Global Imbalances and U.S. Overinvestment Pose Distinct Financial Risks, Macklem Warns
Bank of Canada Governor Tiff Macklem is warning that global economic imbalances may be leading to overinvestment in the United States and creating world-wide financial stability risks.
In a speech in Paris on Tuesday, Mr. Macklem said that capital flows between the world’s largest powers are being skewed by various economic forces, including China’s overreliance on exports, America’s dependence on foreign capital and Europe’s weak levels of investment.
Taken together, this has produced a situation where the United States runs chronic trade deficits while sucking in massive amounts of money from the rest of the world – fuelling both political backlash and a potential financial bubble in America.
“Cross-border finance is a good thing,” Mr. Macklem said in his address to the Chambre de commerce France-Canada. “But when flows become excessive, they can widen trade gaps, fuel protectionism and distort asset prices. Capital gets misallocated. Pressures cumulate and financial stability risks increase.”
These concerns aren’t new. However, they have taken on additional resonance given the massive run-up in U.S. equity markets on enthusiasm about artificial intelligence, as well as U.S. President Donald Trump’s attempts to reshape the global economic order using protectionist trade policy.
Mr. Macklem said there’s an additional concern. Changes in global finance, including increased involvement by non-bank entities such as hedge funds and private equity companies, mean there is less oversight of critical markets.
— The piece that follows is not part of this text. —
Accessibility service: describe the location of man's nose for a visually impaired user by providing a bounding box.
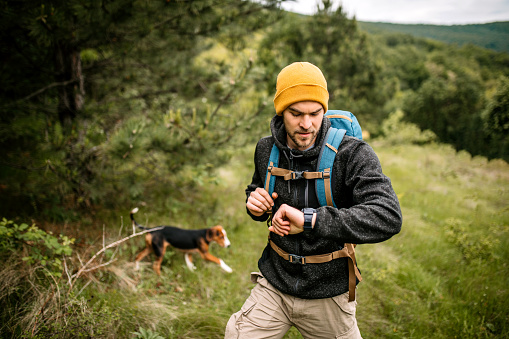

“As imbalances have been building, the way capital moves across borders has also been changing. The financial system is not just bigger. It’s faster, more complex and increasingly dominated by new players that are less regulated, less transparent and less tested under stress,” Mr. Macklem said.
“That leaves us with two clear risks,” he added. “First, large capital inflows into the United States could once again be misallocated – stretching valuations in equities and credit, and setting the stage for a painful correction. Second, those flows could reverse suddenly. Either outcome could send stress far beyond U.S. borders.”
The big question, he said, is whether governments, regulators and the private sector can address some of these issues before they “unwind in ways we cannot control.”
History suggests the U.S.’s current approach will be costly and unsuccessful, Mr. Macklem said. “Trying to shift the costs of domestic imbalances to foreigners using tariffs and currency devaluations doesn’t work. The mutual harm of trade wars lowers growth and living standards for everyone.”
Instead, you need to tackle the macroeconomic problems that underpin the imbalances.
There are some encouraging signs this is happening, Mr. Macklem said.
China’s latest five-year plan emphasizes domestic consumption, which could make Chinese consumers a bigger engine of growth to take some pressure off exports. In Europe, there is an increased focus on continental integration, and investment in infrastructure and defence. In the United States, there are aspirations to have a lower fiscal deficit.
“Of course, real progress requires moving from aspiration to action to adjustment. And adjustment will take time,” Mr. Macklem said.
Other countries can help by creating more investable assets, so global savings can flow into markets other than the United States. “In Canada, this includes eliminating interprovincial trade barriers and reducing regulatory uncertainty,” Mr. Macklem said.
While the speech was high-level and internationally focused, the Governor addressed the latest Canadian inflation numbers in a press conference after the speech.
On Monday, Statistics Canada reported that annual headline inflation hit 3.2 per cent in May, largely as the result of rising oil prices. Measures of core inflation remained around the central bank’s 2-per-cent target.
“Overall, we are not seeing, so far anyways, much spreading of higher oil prices to prices of other goods and services,” Mr. Macklem said, adding that “so far there’s no evidence of generalized inflation.”
He said the tentative peace agreement between the United States and Iran, and the reopening of the Strait of Hormuz to oil tankers, “certainly takes some upside risks away on inflation.”